O alerta veio dos céus: dados de satélite divulgados esta semana apontam que o Pará liderou o ranking de destruição da floresta Amazônica em 2021. Num ano marcado pela frouxidão da fiscalização ambiental, em que perdemos mais de 10 mil quilômetros quadrados de floresta, o nosso estado conseguiu a façanha de ser o pior dentre os piores, sendo responsável por 39% de toda esta devastação.
Os dados são da Ong Imazon, responsável pelo SAD (Sistema de Alerta de Desmatamento), que monitora a região. De acordo com esse monitoramento, o território paraense perdeu mais de 4 mil km de floresta – o pior índice dos últimos dez anos. O crescimento em relação a 2020, que já havia sido um ano de intensa destruição ambiental, foi de 18%: saltamos de 3.411 quilômetros quadrados de desmatamento para 4.037. Pra termos a noção do que isso significa, é como se a gente tivesse perdido uma área quatro vezes maior do que a cidade de Belém graças ao ronco de motosserras e motores do garimpo.
Os efeitos dessas ações são cada vez mais perceptíveis: além das clareiras e crateras abertas na floresta, podemos sentir na pele a mudança climática: o calor está cada vez mais insuportável, e a chuva que tinha hora certa hoje chega sem aviso, provocando enchentes antecipadas em regiões acostumadas conviver com a sazonalidade dos rios.
Falando em rios, até aqueles que compõem paisagens mundialmente conhecidas correm risco pelo avanço da catástrofe ambiental: em Alter do Chão, as águas cristalinas do “Caribe Brasileiro” ganharam um tom turvo por causa da ganância dos garimpeiros, que despejaram toneladas de resíduos de mineração a 300 km de um dos cartões postais mais bonitos do estado, conforme confirmado em investigação da Polícia Federal.
Na contramão de tudo que seria lógico diante deste cenário, o presidente Jair Bolsonaro assinou no dia 14 um decreto criando um programa de desenvolvimento da mineração artesanal – um nome pomposo para “garimpo”, prática antiga da região que, embora permitida por lei, constantemente dribla os limites estabelecidos pela legislação e avança sobre unidades de conservação e terras indígenas.
Segundo o governo federal, o objetivo deste decreto é estimular essa atividade para que, acreditem, municípios como os do oeste do Pará tenham “desenvolvimento sustentável regional”… o que, convenhamos, é impossível através do garimpo já que a atividade, por definição, não é sustentável – acreditar nisso seria equivalente a comprar gasolina pros brigadistas da Amazônia apagarem os focos de queimada criados pela turma da soja.
Pensar em como vai ser o futuro da floresta é desolador.
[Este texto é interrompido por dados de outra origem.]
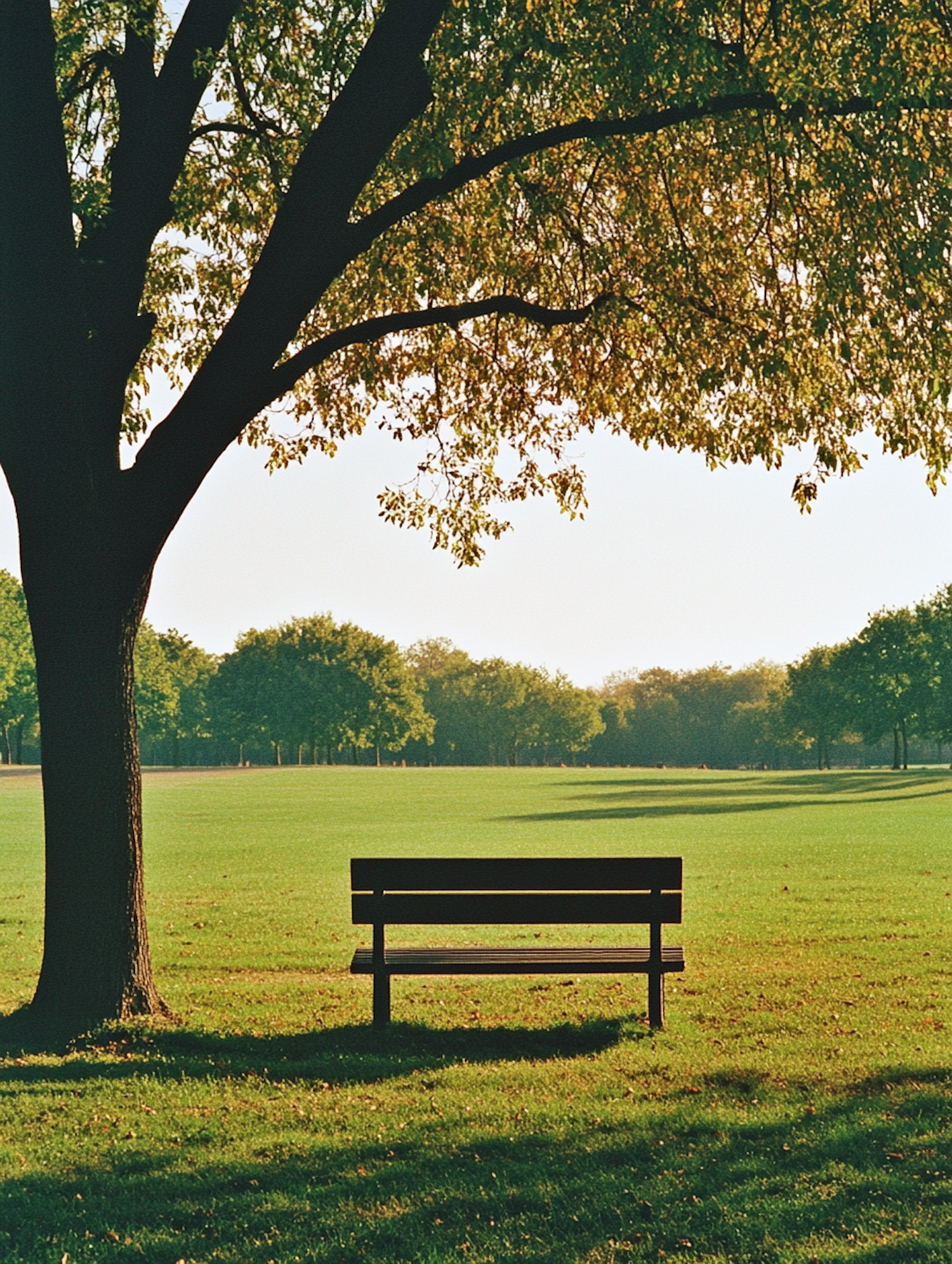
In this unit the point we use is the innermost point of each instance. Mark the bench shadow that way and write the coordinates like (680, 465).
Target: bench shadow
(543, 1194)
(344, 1054)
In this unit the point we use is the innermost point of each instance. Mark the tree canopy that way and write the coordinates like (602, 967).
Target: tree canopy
(715, 227)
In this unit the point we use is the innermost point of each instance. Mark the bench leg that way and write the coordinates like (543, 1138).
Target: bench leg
(381, 1000)
(656, 1000)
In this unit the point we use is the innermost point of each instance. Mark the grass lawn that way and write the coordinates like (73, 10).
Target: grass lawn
(797, 1108)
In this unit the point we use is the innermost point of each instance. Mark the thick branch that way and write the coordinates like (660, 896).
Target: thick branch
(477, 167)
(286, 375)
(309, 244)
(155, 132)
(37, 300)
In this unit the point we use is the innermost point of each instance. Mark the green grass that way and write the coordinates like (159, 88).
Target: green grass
(797, 1108)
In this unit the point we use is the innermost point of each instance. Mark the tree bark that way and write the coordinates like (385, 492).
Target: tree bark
(96, 962)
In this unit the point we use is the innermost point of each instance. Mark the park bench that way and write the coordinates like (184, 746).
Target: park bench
(439, 893)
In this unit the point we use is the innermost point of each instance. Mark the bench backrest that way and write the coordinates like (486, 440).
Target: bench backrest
(623, 889)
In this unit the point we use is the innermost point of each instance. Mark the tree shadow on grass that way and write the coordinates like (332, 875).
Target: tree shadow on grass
(614, 801)
(343, 1054)
(861, 1180)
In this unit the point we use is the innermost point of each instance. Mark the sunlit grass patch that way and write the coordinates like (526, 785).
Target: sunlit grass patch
(798, 1105)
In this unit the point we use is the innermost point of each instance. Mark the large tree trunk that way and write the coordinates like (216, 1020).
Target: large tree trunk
(96, 960)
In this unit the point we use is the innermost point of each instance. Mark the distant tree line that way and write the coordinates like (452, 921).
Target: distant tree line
(319, 692)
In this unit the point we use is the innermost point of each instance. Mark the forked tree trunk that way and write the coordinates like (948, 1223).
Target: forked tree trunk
(96, 961)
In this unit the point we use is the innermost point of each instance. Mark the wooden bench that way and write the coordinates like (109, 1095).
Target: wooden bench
(440, 893)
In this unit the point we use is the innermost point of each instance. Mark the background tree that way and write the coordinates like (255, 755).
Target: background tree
(935, 618)
(816, 701)
(317, 684)
(156, 692)
(887, 679)
(191, 669)
(720, 228)
(18, 670)
(396, 712)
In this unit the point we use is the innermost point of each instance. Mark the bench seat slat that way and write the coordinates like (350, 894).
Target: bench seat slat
(516, 909)
(516, 961)
(517, 874)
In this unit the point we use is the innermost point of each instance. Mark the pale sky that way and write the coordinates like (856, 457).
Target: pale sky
(674, 565)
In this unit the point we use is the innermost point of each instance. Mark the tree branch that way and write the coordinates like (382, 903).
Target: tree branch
(425, 191)
(309, 244)
(289, 372)
(38, 311)
(156, 116)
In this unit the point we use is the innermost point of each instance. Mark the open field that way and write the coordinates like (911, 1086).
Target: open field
(798, 1107)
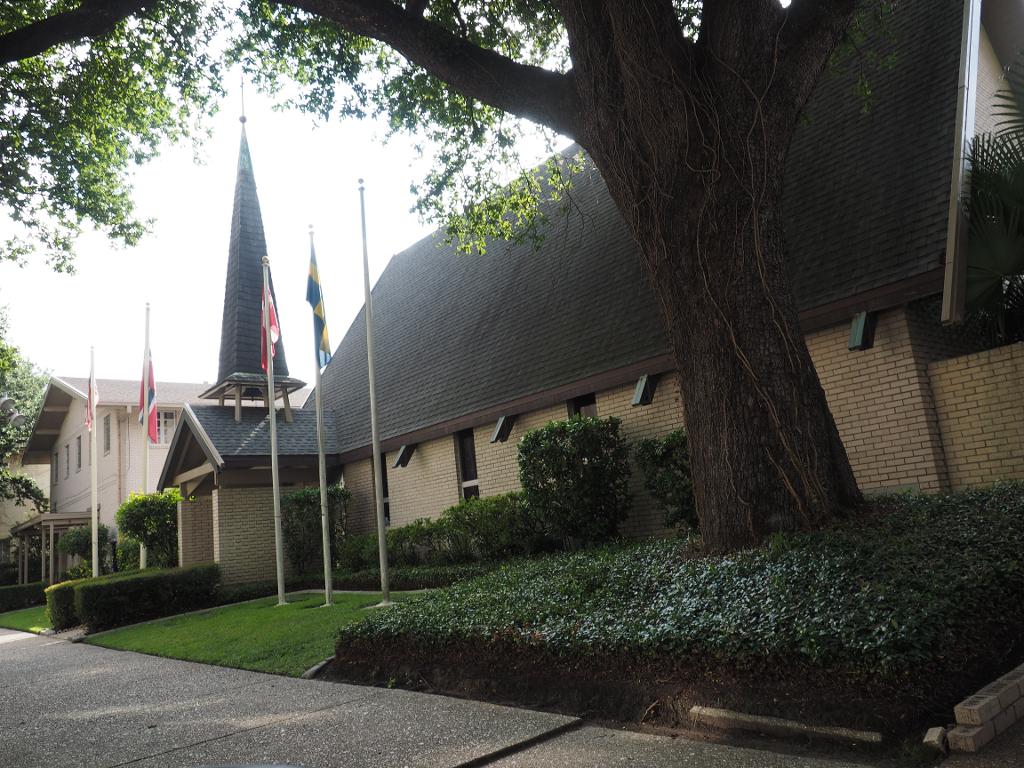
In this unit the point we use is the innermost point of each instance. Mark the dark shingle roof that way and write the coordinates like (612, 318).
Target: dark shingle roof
(240, 331)
(866, 195)
(251, 436)
(865, 206)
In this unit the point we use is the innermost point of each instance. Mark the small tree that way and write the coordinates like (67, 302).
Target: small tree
(77, 542)
(300, 522)
(666, 466)
(576, 475)
(152, 519)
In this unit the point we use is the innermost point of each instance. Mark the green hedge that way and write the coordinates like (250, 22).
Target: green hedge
(60, 604)
(22, 596)
(410, 577)
(103, 603)
(913, 589)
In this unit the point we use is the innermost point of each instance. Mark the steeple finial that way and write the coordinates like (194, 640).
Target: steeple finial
(242, 88)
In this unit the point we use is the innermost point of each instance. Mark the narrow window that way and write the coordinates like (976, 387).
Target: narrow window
(165, 426)
(466, 450)
(585, 404)
(384, 491)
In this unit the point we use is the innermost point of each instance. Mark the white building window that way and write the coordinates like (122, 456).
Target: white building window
(165, 426)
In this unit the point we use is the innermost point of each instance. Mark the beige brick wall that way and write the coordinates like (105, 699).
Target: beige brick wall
(660, 417)
(427, 485)
(430, 483)
(497, 464)
(243, 535)
(196, 530)
(978, 401)
(358, 478)
(883, 406)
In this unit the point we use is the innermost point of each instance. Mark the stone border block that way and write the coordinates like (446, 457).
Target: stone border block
(979, 709)
(971, 738)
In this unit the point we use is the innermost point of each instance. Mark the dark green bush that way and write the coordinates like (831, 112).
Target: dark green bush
(492, 528)
(302, 526)
(128, 554)
(914, 589)
(60, 604)
(22, 596)
(8, 573)
(576, 475)
(152, 519)
(410, 577)
(665, 464)
(103, 603)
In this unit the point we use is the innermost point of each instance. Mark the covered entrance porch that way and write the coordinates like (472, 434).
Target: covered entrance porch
(45, 530)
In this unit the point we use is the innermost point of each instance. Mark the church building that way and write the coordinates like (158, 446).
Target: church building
(472, 351)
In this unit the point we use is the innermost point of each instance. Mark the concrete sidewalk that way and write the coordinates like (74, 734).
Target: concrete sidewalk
(64, 704)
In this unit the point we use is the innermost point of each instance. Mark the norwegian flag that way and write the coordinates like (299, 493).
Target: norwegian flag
(274, 330)
(90, 407)
(147, 398)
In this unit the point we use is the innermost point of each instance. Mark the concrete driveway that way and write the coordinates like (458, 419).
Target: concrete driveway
(74, 705)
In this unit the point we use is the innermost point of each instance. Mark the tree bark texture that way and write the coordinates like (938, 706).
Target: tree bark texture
(692, 145)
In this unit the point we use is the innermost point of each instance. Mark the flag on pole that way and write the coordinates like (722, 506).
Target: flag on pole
(147, 398)
(90, 407)
(274, 329)
(315, 299)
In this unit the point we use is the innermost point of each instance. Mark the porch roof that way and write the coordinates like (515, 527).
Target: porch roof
(57, 519)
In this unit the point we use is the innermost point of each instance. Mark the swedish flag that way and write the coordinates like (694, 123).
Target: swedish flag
(315, 299)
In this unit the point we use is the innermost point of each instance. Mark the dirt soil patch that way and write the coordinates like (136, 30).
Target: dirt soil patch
(658, 692)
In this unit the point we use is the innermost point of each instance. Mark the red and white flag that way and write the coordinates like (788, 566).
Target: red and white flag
(93, 398)
(147, 398)
(274, 330)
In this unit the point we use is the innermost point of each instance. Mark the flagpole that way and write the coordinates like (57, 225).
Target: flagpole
(93, 463)
(322, 462)
(144, 415)
(375, 432)
(279, 550)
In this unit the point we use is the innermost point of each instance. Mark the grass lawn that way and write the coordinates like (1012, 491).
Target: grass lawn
(27, 620)
(259, 635)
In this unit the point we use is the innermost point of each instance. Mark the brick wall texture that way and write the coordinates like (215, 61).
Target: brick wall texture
(920, 409)
(978, 402)
(196, 530)
(243, 535)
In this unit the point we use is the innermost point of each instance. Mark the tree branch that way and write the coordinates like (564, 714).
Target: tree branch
(92, 18)
(530, 92)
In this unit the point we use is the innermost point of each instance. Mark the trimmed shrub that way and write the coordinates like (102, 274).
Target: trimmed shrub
(60, 604)
(22, 596)
(576, 475)
(492, 528)
(103, 603)
(152, 519)
(302, 526)
(665, 463)
(8, 573)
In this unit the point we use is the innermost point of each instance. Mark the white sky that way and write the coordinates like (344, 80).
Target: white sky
(304, 175)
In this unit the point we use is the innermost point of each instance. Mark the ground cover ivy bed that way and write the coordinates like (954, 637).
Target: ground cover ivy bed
(884, 622)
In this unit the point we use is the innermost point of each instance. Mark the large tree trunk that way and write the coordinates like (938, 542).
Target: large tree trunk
(693, 155)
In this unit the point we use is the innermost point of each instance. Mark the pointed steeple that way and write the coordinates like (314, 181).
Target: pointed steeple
(240, 332)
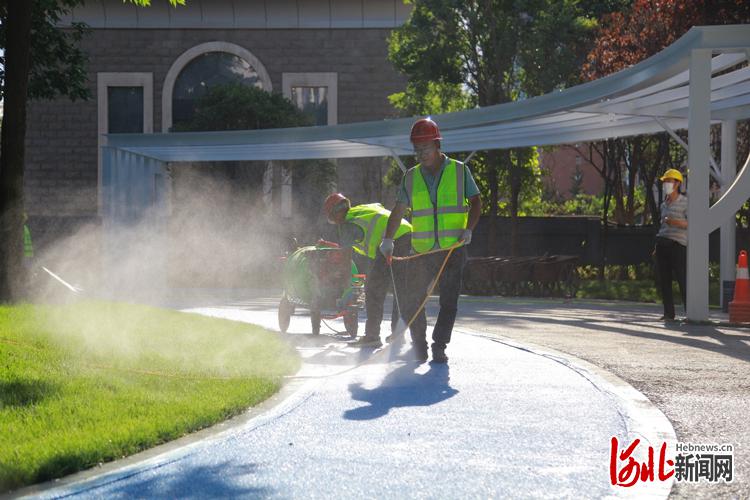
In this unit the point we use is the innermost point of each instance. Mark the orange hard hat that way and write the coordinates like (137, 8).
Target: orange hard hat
(333, 200)
(424, 130)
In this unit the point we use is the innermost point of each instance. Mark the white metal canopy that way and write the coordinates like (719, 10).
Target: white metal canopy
(702, 78)
(624, 104)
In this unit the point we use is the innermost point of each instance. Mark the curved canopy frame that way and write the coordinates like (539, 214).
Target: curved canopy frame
(702, 78)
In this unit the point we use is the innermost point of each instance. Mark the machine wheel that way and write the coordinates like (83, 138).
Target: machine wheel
(315, 321)
(351, 323)
(286, 309)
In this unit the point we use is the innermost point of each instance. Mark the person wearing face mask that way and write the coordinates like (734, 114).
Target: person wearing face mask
(361, 228)
(671, 241)
(445, 204)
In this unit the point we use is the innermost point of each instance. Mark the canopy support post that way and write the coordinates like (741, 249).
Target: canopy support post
(727, 255)
(699, 122)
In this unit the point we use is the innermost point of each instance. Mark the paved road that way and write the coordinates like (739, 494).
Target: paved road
(498, 421)
(698, 375)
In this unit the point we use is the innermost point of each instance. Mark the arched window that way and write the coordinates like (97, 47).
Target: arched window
(202, 67)
(203, 72)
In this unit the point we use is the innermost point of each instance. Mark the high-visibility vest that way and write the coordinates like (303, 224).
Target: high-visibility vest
(28, 247)
(372, 218)
(446, 222)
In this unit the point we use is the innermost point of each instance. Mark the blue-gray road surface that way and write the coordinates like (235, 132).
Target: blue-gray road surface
(498, 421)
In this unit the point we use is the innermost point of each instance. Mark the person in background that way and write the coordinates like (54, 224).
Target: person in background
(361, 228)
(671, 241)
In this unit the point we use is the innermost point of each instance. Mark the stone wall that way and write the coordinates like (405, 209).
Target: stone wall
(61, 175)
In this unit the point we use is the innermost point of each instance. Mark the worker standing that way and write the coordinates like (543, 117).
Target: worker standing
(361, 228)
(445, 204)
(671, 241)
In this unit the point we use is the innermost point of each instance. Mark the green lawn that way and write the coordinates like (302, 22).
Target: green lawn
(92, 382)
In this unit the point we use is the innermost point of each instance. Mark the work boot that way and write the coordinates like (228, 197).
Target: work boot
(438, 354)
(368, 341)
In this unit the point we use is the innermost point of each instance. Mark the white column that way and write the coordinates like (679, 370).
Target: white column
(728, 226)
(698, 161)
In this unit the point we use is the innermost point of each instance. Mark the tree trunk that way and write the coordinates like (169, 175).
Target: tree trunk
(493, 160)
(515, 192)
(17, 53)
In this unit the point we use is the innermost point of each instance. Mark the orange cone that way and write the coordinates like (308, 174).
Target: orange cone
(739, 308)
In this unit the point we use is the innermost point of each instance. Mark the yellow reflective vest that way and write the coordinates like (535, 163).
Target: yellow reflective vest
(372, 218)
(446, 222)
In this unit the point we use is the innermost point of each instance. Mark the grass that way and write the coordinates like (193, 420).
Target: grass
(635, 290)
(91, 382)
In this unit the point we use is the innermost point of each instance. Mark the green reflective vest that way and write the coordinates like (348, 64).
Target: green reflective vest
(28, 247)
(444, 223)
(372, 218)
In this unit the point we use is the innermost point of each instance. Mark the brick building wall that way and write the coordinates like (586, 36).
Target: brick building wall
(62, 173)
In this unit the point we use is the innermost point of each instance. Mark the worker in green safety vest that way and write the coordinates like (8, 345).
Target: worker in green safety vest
(445, 204)
(361, 229)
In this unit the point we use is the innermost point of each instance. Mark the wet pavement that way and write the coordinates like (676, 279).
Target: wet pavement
(502, 419)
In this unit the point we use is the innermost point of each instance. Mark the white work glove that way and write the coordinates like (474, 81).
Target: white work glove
(386, 248)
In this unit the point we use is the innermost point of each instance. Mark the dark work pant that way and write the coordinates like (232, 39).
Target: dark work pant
(422, 271)
(379, 281)
(671, 263)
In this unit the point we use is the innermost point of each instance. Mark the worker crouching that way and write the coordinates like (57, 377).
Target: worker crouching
(361, 228)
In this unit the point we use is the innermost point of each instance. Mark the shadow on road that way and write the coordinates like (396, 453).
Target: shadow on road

Se o Pará já é líder de desmatamento hoje, imagina como serão os índices de 2022 após termos uma atividade que destrói a natureza estimulada pelo próprio presidente?
E tudo isso aconteceu na mesma semana em que a Polícia Federal e o Ministério da Justiça montaram uma mega operação para combater crimes ambientais no oeste do Pará. Só que não adianta mandar agentes da PF e Força Nacional até Jacareacanga e Itaituba se a mensagem que vem do planalto é um sinal verde pro desmate.
Com uma canetada, o presidente desmoraliza a mobilização dessas tropas que, durante a execução do seu trabalho, precisam driblar a resistência de parcela da população que é favorável ao avanço do fogo e do mercúrio. O resultado disso é que durante a semana garimpeiros cercaram a base do ICMBio em Jacareacanga, exigindo o fim da fiscalização enquanto tocavam o hino nacional – uma música que, de 2018 pra cá, está inegavelmente associada a uma marcha de morte na floresta. Resta saber se ainda dá tempo de virar esse disco.